Dead simple build, we built a frame using treated 2x3 and simply clad the outside with decking from Wicks (usually on offer for multiple purchase) And matches the decking out the back of the house. Once built I used allpondsoloutions underlay and liner ( bargins from ebay) then used the same decking on top to trap and cap the Liner. 
 The koi are all happy and the water stays absolutely crystal, which is a first for any pond ive had. Just glad I gave Israeli koi another chance as the colours, body shape and patterns have improved massively over the years and to be honest I would challenge anybody to tell the difference between these and Japanese.
 I would say all in including fish and all equipment it cost no more than £200. Just worth mentioning is that I had to choose a raised pond as I have a 4 year old who no doubt would have been swimming in it if it was a sunken pond. 

Cheers Chris


----------



## Ady34 (5 Jan 2013)

Hi Chris,
nice pond, love the decking/raised pond solution to kids!..... i did pretty much exactly the same thing a few years ago now. I used a black plastic laguna pre formed pond, free standing though rather than a liner, 6' x 3' x 2' deep. I cut out a portion of my existing decking, seated some paving slabs to stand it on and constructed a frame of 4 x 4" wood, met posted into the ground. I then insulated the sides with polystyrene sheets, covered in black visqueen so you couldnt see the white polystyrene and then then screwed decking to it. I made a seperate filter chamber in the same way on the side to put in a laguna pressurisd uv filter much the same as yours.
Its a great way af enjoying an outdoor water feature when you have young kids, although now they are a little older they do try to climb onto the sides!
Ours just houses 7 fish, just goldfish and shubunkins as i thought koi would soon outgrow it and need rehoming. The heron has been down twice this year, once just recently but i think with the sheer sides it cant get in to catch the fish.....hopefully! 
Heres my oldest doing a bit of topping up this summer:





Cheerio,
Ady.


----------



## s1chris (8 Jan 2013)

Hello Ady, Your ponds really good and i like the way you have the filter return set up. It looks like you nippers having fun as well.

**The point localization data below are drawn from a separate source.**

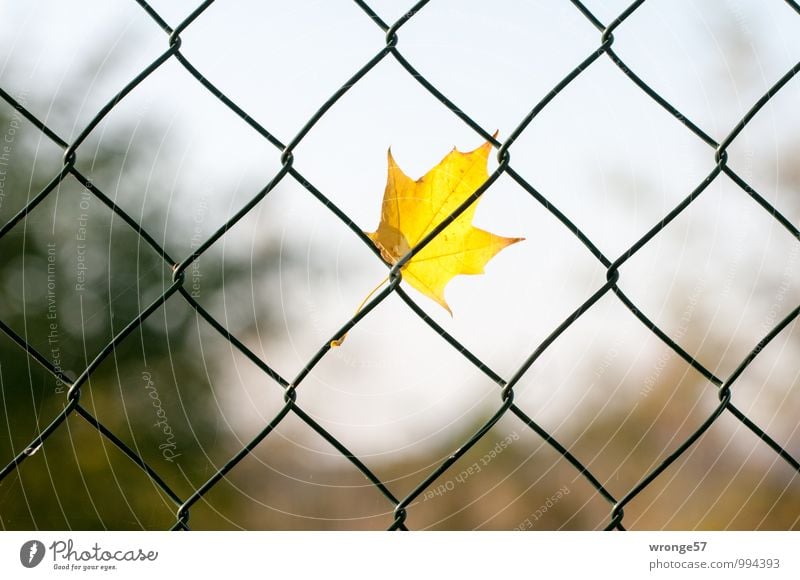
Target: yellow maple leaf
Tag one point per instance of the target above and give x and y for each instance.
(411, 209)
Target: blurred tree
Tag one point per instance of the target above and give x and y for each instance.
(72, 276)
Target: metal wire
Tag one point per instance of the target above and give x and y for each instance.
(506, 405)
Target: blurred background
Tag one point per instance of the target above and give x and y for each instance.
(290, 273)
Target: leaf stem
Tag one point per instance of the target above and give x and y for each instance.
(338, 342)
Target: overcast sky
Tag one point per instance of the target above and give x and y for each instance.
(602, 151)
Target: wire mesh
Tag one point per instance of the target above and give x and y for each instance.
(506, 405)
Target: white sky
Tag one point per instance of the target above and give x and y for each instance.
(603, 152)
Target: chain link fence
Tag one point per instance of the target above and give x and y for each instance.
(292, 405)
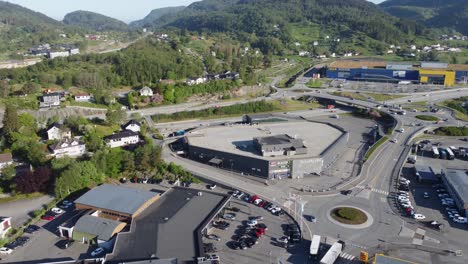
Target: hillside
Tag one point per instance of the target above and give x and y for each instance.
(277, 18)
(94, 21)
(156, 14)
(452, 14)
(21, 27)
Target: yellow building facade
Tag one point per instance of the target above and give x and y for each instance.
(437, 76)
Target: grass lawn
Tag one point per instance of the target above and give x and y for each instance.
(384, 97)
(427, 118)
(349, 215)
(350, 95)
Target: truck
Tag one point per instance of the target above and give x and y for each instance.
(435, 153)
(332, 254)
(450, 154)
(315, 246)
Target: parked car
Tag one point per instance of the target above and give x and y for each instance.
(5, 250)
(419, 217)
(31, 229)
(57, 210)
(98, 251)
(64, 243)
(213, 237)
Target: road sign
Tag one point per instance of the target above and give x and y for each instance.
(364, 257)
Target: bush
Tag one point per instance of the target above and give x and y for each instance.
(427, 118)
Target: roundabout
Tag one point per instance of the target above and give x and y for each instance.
(350, 217)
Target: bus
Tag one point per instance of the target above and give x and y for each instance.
(435, 153)
(332, 254)
(314, 246)
(450, 154)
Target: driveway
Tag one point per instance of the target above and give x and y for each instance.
(21, 210)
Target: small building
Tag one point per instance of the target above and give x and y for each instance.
(145, 91)
(93, 230)
(58, 132)
(5, 160)
(425, 174)
(50, 100)
(68, 147)
(82, 97)
(116, 202)
(132, 125)
(456, 182)
(5, 226)
(279, 145)
(122, 139)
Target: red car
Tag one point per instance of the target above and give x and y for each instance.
(48, 217)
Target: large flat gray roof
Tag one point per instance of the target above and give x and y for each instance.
(170, 227)
(459, 181)
(238, 139)
(116, 198)
(101, 227)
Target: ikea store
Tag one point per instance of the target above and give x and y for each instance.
(381, 71)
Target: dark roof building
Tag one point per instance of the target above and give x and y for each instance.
(172, 227)
(96, 227)
(279, 145)
(116, 202)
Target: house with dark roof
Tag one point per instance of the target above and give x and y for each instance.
(122, 139)
(116, 202)
(71, 147)
(57, 132)
(5, 160)
(132, 125)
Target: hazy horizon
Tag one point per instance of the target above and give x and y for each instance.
(124, 10)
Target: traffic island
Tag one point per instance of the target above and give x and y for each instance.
(350, 217)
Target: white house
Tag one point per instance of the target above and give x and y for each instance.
(68, 147)
(121, 139)
(145, 91)
(58, 132)
(195, 81)
(82, 97)
(5, 160)
(133, 125)
(5, 226)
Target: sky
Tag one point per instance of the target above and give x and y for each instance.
(125, 10)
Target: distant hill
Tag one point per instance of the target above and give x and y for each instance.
(260, 17)
(452, 14)
(94, 21)
(21, 27)
(156, 14)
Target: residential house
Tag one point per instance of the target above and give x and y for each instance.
(58, 132)
(68, 147)
(145, 91)
(195, 81)
(50, 100)
(122, 139)
(82, 97)
(5, 226)
(5, 160)
(132, 125)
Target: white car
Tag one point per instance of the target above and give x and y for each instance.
(4, 250)
(419, 217)
(460, 220)
(97, 251)
(252, 222)
(57, 210)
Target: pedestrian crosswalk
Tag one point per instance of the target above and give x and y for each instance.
(346, 256)
(373, 189)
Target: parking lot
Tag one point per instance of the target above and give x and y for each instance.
(432, 199)
(269, 249)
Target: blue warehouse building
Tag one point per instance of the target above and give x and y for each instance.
(395, 72)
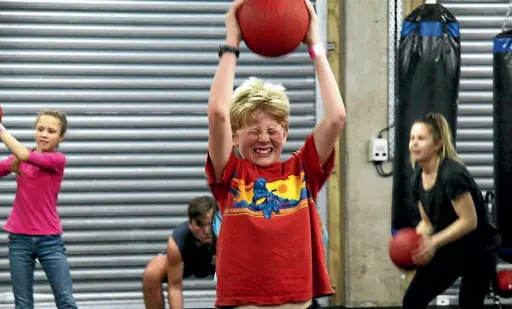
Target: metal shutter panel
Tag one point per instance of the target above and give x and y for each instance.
(480, 21)
(134, 78)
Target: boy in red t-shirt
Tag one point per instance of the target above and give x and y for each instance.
(270, 249)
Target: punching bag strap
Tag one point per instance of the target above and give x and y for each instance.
(437, 16)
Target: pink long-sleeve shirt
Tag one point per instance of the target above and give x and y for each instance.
(34, 210)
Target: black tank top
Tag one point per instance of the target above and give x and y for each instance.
(197, 259)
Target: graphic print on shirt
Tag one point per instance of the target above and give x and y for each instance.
(264, 198)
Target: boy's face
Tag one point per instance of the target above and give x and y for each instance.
(262, 140)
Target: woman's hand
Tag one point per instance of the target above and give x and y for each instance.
(313, 35)
(425, 252)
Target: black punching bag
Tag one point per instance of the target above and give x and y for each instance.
(428, 70)
(502, 115)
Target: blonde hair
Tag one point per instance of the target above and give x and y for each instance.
(15, 164)
(441, 131)
(259, 95)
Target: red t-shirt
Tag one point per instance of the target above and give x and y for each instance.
(270, 249)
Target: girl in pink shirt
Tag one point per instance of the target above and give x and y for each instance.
(34, 224)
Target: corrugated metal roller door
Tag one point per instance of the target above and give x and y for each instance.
(134, 78)
(480, 21)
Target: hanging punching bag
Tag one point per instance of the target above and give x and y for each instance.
(502, 115)
(428, 70)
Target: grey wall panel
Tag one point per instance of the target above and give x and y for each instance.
(480, 21)
(134, 78)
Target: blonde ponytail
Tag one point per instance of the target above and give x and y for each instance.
(445, 133)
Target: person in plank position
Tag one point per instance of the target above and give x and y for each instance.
(190, 252)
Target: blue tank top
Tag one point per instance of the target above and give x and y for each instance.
(197, 259)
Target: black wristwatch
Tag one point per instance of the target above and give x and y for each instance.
(229, 49)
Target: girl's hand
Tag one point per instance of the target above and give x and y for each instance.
(313, 35)
(425, 252)
(234, 34)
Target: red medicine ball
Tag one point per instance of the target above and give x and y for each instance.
(273, 28)
(504, 283)
(401, 246)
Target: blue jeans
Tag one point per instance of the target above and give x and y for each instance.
(51, 254)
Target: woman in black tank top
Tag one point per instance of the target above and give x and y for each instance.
(458, 238)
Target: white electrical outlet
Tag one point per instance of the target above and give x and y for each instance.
(378, 150)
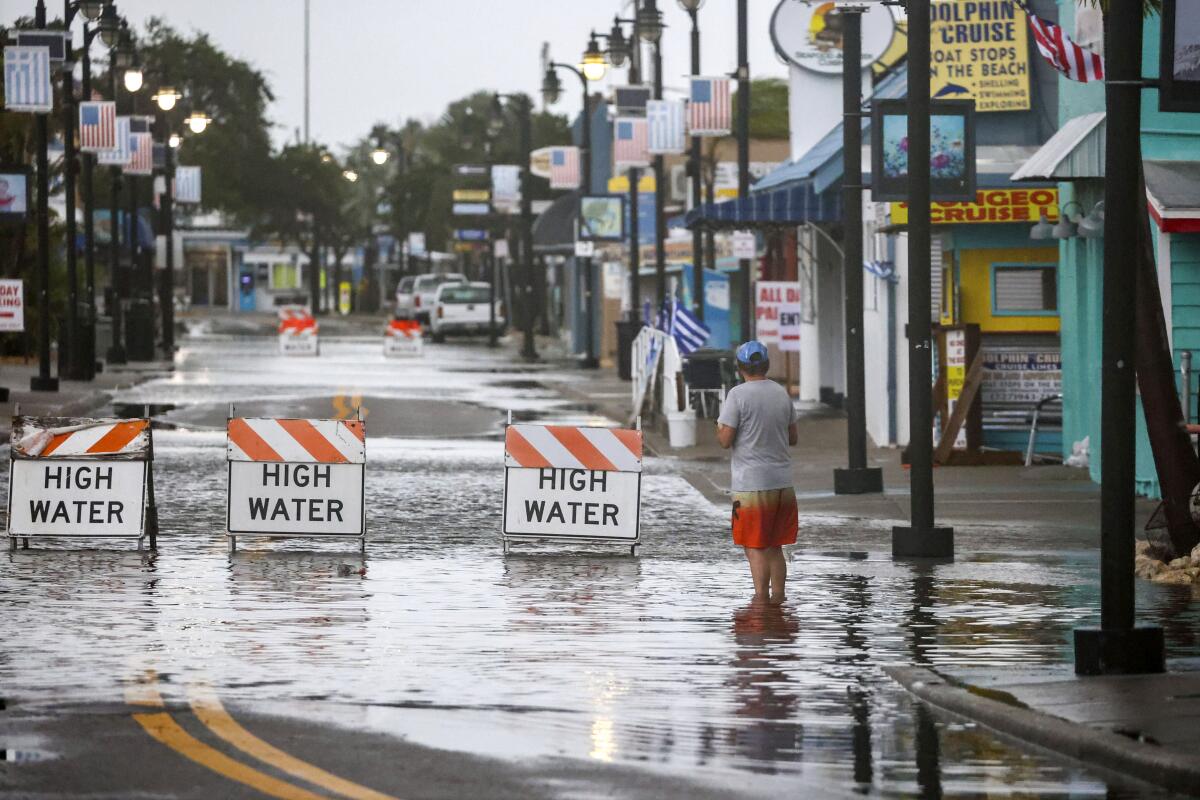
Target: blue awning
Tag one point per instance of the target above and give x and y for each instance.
(781, 208)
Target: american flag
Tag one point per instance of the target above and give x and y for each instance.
(709, 110)
(141, 155)
(1074, 61)
(119, 155)
(187, 185)
(97, 126)
(666, 120)
(564, 168)
(27, 79)
(629, 142)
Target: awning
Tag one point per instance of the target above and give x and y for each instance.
(553, 230)
(784, 208)
(1074, 152)
(1173, 193)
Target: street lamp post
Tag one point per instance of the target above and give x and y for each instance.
(593, 70)
(42, 382)
(857, 477)
(697, 263)
(523, 108)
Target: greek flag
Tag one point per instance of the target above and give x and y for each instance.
(689, 332)
(666, 120)
(27, 79)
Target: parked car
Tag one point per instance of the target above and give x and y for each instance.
(462, 308)
(405, 298)
(425, 288)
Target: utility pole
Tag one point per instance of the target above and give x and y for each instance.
(42, 382)
(1119, 645)
(857, 477)
(697, 236)
(744, 162)
(921, 539)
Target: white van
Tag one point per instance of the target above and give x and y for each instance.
(425, 288)
(462, 308)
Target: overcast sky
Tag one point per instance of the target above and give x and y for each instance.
(385, 60)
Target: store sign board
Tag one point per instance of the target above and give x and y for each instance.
(979, 50)
(990, 205)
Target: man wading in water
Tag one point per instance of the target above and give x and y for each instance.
(759, 422)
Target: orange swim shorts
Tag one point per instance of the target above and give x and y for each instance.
(765, 518)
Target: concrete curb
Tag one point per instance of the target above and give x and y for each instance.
(1101, 749)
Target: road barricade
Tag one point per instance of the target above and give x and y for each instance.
(78, 477)
(295, 477)
(402, 337)
(579, 483)
(299, 334)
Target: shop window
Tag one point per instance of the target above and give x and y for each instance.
(285, 275)
(1025, 289)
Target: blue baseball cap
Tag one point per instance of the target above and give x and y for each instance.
(751, 353)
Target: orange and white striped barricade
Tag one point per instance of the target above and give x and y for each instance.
(78, 477)
(295, 477)
(402, 337)
(299, 334)
(577, 483)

What plants have you got in yours as i fancy a change from the two Iris i have in the corners. They are dead easy to remove as well as i made a type of hanging mesh plant pot on wires which attaches to hooks inside the frame work. Makes removing them for winter easy and also gives the fish somwhere to hide under in the summer.

The only other thing i have done to mine is to put a black net over the top which attaches by hooks to the inside of the capping. That way its not visibly hanging over the top of the woodwork but also adds protection from Herons. I just take it off on nice summer days or if we have friends around for BBQ's etc.

The plan for me this year is to do the same as you have and extend the decking upto and around the pond. Lets hope that Wickes get the decking on multibuy again soon.

Cheers Chris


----------